No more mini-skirts and large earrings for female civil servants in Uganda. Male staff are now required to wear a jacket and tie. The Ugandan government instituted a new dress code for public workers this week, and it continues to anger some people.

Women activists in Uganda have criticized the new dress code as a distraction from the real issues in the country.

 

Perry Aritua, executive director of Women’s Democracy Network, was one of them.

“Is [a woman] saying that men do not have any type of self-control? When a girl is dressed a certain way, that doesn’t mean she’s calling for your attention. Let us focus on the real issues that Ugandans are grappling with – the theft of our public resources, the inefficiency in service delivery, the absenteeism in public service, the capacity needs that public service has,” Aritua said.

The Ministry of Public Service issued the directive on “decent dressing” Tuesday.

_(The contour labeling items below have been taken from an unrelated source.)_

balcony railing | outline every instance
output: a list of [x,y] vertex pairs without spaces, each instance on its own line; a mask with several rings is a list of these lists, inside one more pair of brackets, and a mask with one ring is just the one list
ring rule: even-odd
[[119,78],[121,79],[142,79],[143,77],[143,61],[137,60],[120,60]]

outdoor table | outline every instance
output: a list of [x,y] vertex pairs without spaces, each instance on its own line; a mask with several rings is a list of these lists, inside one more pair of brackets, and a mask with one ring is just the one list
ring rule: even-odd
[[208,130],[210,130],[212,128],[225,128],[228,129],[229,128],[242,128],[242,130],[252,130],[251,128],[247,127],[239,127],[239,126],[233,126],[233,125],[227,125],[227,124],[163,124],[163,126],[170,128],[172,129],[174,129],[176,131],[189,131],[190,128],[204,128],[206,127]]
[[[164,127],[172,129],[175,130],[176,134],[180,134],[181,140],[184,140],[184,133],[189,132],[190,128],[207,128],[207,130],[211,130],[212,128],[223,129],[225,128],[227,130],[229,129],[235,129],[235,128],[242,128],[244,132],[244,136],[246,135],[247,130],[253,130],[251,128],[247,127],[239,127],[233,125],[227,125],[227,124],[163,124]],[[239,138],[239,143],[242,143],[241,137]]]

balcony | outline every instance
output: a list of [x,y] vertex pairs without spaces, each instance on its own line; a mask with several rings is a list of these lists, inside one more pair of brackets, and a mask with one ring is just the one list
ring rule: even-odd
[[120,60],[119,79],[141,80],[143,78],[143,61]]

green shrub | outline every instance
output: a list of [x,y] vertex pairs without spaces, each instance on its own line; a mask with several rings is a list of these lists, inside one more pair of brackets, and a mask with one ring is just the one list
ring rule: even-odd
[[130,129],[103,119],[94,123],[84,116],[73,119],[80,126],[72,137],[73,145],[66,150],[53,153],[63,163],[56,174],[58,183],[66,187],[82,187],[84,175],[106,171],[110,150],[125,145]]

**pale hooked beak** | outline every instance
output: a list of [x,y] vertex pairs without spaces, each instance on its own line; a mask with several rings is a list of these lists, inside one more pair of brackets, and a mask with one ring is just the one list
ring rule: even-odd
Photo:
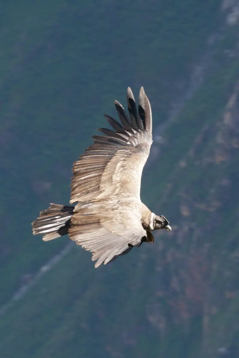
[[172,228],[169,225],[167,225],[167,226],[165,226],[164,228],[166,229],[168,231],[171,231],[171,230],[172,230]]

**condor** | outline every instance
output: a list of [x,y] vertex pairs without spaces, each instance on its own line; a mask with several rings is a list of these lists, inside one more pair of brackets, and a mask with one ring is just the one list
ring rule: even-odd
[[143,168],[152,144],[150,104],[141,87],[138,110],[130,88],[127,92],[129,116],[115,101],[120,123],[105,115],[114,130],[100,128],[105,136],[95,140],[73,165],[70,204],[51,204],[32,223],[34,235],[44,241],[68,234],[92,254],[97,267],[128,252],[142,242],[153,242],[151,232],[171,231],[168,222],[141,202]]

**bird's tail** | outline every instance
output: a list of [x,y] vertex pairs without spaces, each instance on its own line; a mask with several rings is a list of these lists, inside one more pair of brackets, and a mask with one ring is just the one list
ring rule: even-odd
[[51,204],[48,209],[41,211],[40,216],[32,223],[34,235],[45,234],[44,241],[66,235],[70,227],[75,207]]

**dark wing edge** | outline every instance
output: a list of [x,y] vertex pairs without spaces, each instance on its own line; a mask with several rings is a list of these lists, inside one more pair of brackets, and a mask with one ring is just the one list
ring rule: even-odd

It prohibits female staff from wearing tight clothing, open-toed shoes, and skirts or dresses above the knees. Bright-colored nail polish, hair extensions, “exaggerated make-up,” and chandelier earrings are also on the banned list.    

 

The directive didn’t spare men either. All male officers are required to dress in neat, dark trousers but not ones that are tight-fitting. And only closed-toe black and brown shoes should be worn to the office, along with a jacket and tie.

 

Adah Muwanga, the human resource manager at the Ministry of Public Service, defends the new measures.  

“People in Uganda have a perception of what a public officer should look like and this is the image we are trying to protect and preserve. We are saying not above the knee, and for one reason, ‘above the knee’ – you know what it means, it can also [be] tantamount to sexual harassment, because when you sit you are exposing your thighs, which is not generally accepted and it can distract others from work,” Muwanga said.

Rights groups say the previous 2010 public order requiring dress to be neat and practical for one’s job was sufficient.

Ugandans have penned opinion pieces in local media against the dress code with one lawyer writing that “rights aren’t taken away overnight. They are taken away in small bits.”

 

The state-owned newspaper published photos it said were taken Wednesday of three civil servants – a man and two women – not adhering to the new dress code.

 

VOA caught up with one public worker on the issue.

 

“Me I think, my bright nails cannot distract someone, so the government should not discuss about that,” said the woman, declining to give her name.

The penalties for disobeying the new dress code are unclear. The directive simply said cases would be referred to the permanent secretary of the Ministry of Public Service.